"Il faut Considérer les Fossiles comme de Vrais Échantillons Biologiques"

Protéger et analyser les ossements fraîchement prélevés permet de retrouver de l'ADN. Un enjeu majeur pour la paléogénétique, qui espère éclairer ainsi tout un pan du passé.

Science & Vie : Comment avez-vous compris l'intérêt des analyses d'ADN immédiatement après les fouilles ?
Eva-Maria Geigl : Nous avons analysé plus de 250 ossements d'animaux, vieux de 600 à 50.000 ans et issus de régions très différentes. En s'attachant particulièrement à l'étude d'un aurochs de 3200 ans, et découvert en 1947. Une partie des ossements provenait de collections, l'autre d'échantillons fraîchement prélevés sur les sites de fouille. Il est apparu que les chances de retrouver de l'ADN doublent lorsque les ossements sont "frais", avec une quantité six fois plus élevée que dans les "vieux" prélèvements. Alors que les échantillons d'aurochs ne présentaient plus aucune trace d'ADN, tous ceux fraîchement déterrés avaient gardé les marques de leur identité génétique. Un terrible constat : l'homme a détruit en 60 ans de conservation autant d'ADN qu'en 2000 ans d'enfouissement naturel !
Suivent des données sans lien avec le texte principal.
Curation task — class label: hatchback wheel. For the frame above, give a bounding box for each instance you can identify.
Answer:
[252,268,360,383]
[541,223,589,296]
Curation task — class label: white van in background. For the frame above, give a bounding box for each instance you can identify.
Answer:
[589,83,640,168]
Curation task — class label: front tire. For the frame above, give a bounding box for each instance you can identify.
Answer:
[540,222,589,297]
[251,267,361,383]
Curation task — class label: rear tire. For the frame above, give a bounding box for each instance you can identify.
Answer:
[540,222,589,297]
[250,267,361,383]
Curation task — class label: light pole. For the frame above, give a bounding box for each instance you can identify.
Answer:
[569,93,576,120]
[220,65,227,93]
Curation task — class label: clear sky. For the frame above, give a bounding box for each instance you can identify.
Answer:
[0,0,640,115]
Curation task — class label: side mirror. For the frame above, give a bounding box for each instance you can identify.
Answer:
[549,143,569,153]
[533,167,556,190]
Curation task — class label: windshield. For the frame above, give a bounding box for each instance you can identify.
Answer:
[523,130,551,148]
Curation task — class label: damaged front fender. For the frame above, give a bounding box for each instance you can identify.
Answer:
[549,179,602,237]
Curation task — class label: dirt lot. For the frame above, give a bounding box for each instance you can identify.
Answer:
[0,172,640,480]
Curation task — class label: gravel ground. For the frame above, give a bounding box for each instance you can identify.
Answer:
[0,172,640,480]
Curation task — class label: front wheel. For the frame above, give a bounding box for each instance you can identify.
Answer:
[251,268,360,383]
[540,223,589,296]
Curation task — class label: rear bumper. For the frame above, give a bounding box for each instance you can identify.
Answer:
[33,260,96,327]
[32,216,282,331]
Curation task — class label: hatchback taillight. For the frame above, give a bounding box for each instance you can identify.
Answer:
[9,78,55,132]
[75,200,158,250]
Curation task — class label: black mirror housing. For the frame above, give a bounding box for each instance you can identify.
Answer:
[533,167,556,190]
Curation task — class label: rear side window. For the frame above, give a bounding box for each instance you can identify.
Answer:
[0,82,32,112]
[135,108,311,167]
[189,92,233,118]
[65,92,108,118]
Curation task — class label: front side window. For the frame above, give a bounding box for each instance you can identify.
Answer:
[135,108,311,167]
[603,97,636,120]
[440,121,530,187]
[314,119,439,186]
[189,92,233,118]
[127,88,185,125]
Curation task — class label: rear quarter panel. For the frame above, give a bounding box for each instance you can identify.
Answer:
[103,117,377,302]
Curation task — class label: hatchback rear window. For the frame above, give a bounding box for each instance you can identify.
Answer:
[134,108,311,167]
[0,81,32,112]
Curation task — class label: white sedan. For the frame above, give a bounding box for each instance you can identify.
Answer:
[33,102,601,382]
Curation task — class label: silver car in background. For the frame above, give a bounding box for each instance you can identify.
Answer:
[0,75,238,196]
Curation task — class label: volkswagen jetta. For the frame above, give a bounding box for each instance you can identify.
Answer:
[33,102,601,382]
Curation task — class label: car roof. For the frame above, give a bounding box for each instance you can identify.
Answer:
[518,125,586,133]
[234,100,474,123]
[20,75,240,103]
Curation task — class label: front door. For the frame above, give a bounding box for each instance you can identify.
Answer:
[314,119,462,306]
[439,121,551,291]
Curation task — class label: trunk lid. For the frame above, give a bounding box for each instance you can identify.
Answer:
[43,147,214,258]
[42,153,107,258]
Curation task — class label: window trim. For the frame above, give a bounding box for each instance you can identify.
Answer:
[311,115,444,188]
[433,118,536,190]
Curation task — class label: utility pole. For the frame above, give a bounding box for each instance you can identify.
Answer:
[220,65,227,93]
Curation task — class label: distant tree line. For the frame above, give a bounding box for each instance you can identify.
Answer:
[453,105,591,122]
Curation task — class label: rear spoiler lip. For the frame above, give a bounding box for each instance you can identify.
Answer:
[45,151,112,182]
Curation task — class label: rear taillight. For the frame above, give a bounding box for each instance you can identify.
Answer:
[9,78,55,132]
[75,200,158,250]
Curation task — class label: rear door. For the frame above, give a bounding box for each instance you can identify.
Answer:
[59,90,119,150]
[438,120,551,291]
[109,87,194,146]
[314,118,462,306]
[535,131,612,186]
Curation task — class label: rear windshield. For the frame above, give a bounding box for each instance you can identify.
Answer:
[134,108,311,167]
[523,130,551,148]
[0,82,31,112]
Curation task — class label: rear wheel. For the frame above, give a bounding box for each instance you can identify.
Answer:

S&V : Comment expliquer une telle détérioration moléculaire des échantillons stockés dans nos musées ?
E.-M.G. : Même si la matière inorganique (minérale) remplace peu à peu la matière organique (les protéines, les lipides ou l'ADN), un fossile est loin d'être une simple pierre. Il me semble important de le considérer comme un véritable échantillon biologique. Or, les ossements sont brossés, lavés et séchés avant d'être stockés. Ces variations de température, de salinité ou de pH contribuent à détériorer leur matériel génétique.

S&V : Comment mieux protéger ce patrimoine ?
E.-M.G. : L'idéal serait de créer une banque cryogénique pour conserver les échantillons dans l'azote liquide à -180°C. Mais ce n'est pas réaliste. Pour des projets importants, on doit encourager le rapprochement des spécialistes (paléontologues, paléogénéticiens, archéologues, conservateurs) afin de mettre en place un protocole de prélèvement et de stockage répondant aux exigences de chacune des disciplines. Pour la paléogénétique, il suffit de monter un laboratoire d'analyse in situ ou d'envoyer les échantillons juste après le prélèvement.

S&V : Cette découverte ouvre-t-elle de nouveaux champs d'investigation ?
E.-M.G. : L'adaptation des conditions de prélèvement aux exigences de la paléogénétique augmente considérablement le taux de succès des études génétiques. Il y a tout un pan du passé que l'on espère étudier aujourd'hui d'un point de vue moléculaire et en particulier les fossiles des régions ou des périodes climatiques chaudes qui sont peu propices à la conservation de l'ADN. Ces spécimens, dans lesquels le matériel génétique se fait rare, peuvent nous éclairer sur l'évolution même de l'homme dans son berceau africain ou encore sur le développement de notre civilisation au Proche et au Moyen-Orient.